Like so many bands spawned in Cleveland’s post-industrial shadows, Prisonshake walks a fine line between — or, more to the point, refuses to recognize the incongruity of melding — old-school rock songwriting and avant-spuzz structure-demolition. As the years have progressed, the decreasingly prolific quartet (which relocated to St. Louis in 1995) has phased out some of its more quarrelsome habits, settling into an altogether galvanizing groove that harks back to the days when “rocking out” was a universal aspiration, not an ironist’s refuge.
The singles collection — actually a box of 7-inch discs reprising Prisonshake’s first four 45s — is a meticulously packaged set, reflecting guitarist/Scat majordomo Robert Griffin’s venturesome design sensibilities. It’s no mere curio, though: the post-punk power balladry of “Deanna” and the caustic “Fairfield Avenue Serenade” seethe with the sort of gut-corroding tension that drives characters in Jim Thompson novels to drink or kill…or possibly both.

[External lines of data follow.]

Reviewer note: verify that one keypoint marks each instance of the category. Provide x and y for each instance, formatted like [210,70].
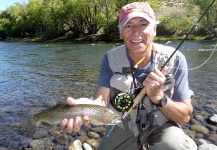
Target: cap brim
[137,14]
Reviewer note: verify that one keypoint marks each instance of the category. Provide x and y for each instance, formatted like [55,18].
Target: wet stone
[194,121]
[190,133]
[211,127]
[98,129]
[212,119]
[199,129]
[93,135]
[40,134]
[207,147]
[212,137]
[37,144]
[62,139]
[82,138]
[76,145]
[199,135]
[82,133]
[87,147]
[93,143]
[199,117]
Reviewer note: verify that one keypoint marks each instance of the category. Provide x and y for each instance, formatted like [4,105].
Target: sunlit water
[34,76]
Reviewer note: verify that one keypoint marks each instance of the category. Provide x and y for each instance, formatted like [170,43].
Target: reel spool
[122,102]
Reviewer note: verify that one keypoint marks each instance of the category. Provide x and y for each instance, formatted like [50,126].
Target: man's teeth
[137,41]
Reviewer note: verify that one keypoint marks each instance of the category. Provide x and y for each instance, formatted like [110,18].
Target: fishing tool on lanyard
[123,101]
[139,97]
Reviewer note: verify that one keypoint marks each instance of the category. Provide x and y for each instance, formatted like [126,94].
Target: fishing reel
[122,102]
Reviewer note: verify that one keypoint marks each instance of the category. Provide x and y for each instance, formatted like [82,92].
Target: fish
[98,115]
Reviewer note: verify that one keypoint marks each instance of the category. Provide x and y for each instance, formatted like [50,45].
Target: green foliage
[73,18]
[174,25]
[209,22]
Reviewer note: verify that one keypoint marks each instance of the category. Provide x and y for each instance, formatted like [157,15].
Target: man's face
[138,35]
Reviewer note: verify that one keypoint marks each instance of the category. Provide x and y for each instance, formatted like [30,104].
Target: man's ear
[120,34]
[155,31]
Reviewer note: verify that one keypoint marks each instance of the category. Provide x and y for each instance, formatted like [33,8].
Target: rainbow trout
[99,115]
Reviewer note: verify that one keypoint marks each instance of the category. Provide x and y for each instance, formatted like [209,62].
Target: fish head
[110,118]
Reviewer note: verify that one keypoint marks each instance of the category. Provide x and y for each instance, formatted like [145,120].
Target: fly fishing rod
[196,24]
[139,97]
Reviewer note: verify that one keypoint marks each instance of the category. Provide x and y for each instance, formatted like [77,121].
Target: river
[35,76]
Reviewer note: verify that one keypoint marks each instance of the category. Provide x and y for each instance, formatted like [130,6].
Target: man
[124,71]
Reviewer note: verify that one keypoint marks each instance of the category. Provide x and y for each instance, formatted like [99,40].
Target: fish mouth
[116,121]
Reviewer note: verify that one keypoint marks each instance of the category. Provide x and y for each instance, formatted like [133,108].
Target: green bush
[174,24]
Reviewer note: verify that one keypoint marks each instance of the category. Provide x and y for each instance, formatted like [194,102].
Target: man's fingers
[70,101]
[63,123]
[70,125]
[77,124]
[164,69]
[86,120]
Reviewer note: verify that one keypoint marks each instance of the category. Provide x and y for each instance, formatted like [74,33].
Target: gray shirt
[181,88]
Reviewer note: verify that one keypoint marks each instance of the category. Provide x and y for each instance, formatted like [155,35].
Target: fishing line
[190,69]
[196,24]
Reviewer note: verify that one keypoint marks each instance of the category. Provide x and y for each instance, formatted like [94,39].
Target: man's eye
[128,26]
[144,24]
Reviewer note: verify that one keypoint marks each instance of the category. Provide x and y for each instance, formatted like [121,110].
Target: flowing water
[35,76]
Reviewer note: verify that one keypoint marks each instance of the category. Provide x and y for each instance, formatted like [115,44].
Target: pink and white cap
[136,9]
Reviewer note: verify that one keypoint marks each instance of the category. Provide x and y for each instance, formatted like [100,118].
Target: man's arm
[178,112]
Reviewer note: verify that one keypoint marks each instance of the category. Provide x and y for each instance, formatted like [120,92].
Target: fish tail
[29,124]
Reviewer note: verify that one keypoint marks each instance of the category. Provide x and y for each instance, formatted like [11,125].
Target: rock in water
[212,119]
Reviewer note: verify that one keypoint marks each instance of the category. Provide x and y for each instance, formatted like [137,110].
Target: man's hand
[154,83]
[74,124]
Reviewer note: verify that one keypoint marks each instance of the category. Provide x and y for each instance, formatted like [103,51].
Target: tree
[209,22]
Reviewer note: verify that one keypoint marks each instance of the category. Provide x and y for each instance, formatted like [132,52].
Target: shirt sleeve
[105,72]
[181,88]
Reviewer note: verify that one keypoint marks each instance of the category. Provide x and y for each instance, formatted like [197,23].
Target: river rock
[211,127]
[61,139]
[93,143]
[76,145]
[199,129]
[212,137]
[212,119]
[87,147]
[194,121]
[199,117]
[207,147]
[190,133]
[37,144]
[93,135]
[98,129]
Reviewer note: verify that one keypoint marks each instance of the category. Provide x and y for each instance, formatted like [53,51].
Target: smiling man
[124,71]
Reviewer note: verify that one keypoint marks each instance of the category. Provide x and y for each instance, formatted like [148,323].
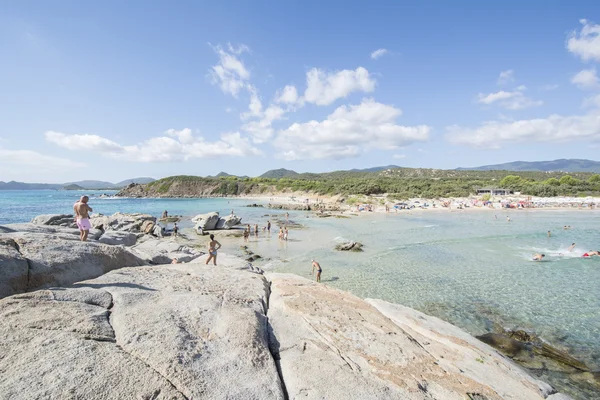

In a ballsy move — one not seen since Half Japanese’s 1980 debut — Prisonshake chose to release a full-blown box set as its first “album.” Comprised of one CD, one vinyl record, one cassette and a 7-inch single (with no overlap), I’m Really Fucked Now deluges listeners with about three hours worth of short, sharp songs, ineffectual in-jokes and plenty of fragmented material in between. The CD (most of which is reprised on A Girl Called Yes) introduces a more expansive side — evident on the simmering “By the Side of the Road” — not to mention the flair for post-Replacements melancholia (propelled by a self-negating Doug Enkler vocal) aired on “Bedtime Beats You Senseless.” The vinyl disc remixes several tracks from the singles, while the cassette (aside from Griffin’s gripping “Then She Prayed”) would best be recycled to tape one of the band’s incendiary live shows.
The unexpectedly tender Della Street volunteers love songs, (almost) nothing but love songs, giving Enkler a chance to exhibit his suave side and affording the dauntingly versatile rhythm section of Chris Burgess and Scott Pickering the opportunity to ply their tricks in more challenging contexts. That said, the EP’s most compelling track — a sprawling “Stuck in St. Louis” — reverts to Prisonshake’s improvisatory bar band best.
Produced by Andy Shernoff of the Dictators, The Roaring Third consolidates Griffin and Enkler’s decidedly diffuse approaches masterfully, with the former tangled up in the blues-punk strains of “Carthage Burns!” and “2 Sisters” and the latter wringing out rustic-sounding ballads, like “Always Almost There” and “Cigarette Day,” that could easily provide chart fodder for John Mellencamp if he ever gets around to doing that covers set.
Prior to playing in Prisonshake, Enkler pulled a stint in the Offbeats, a good-natured if lightweight funnypunk quartet that had a considerable local following. Concurrently, Griffin played with Spike in Vain, a harrowing Birthday Party/Flipper-styled quartet whose excursions into barely controlled chaos are well-documented on Disease Is Relative.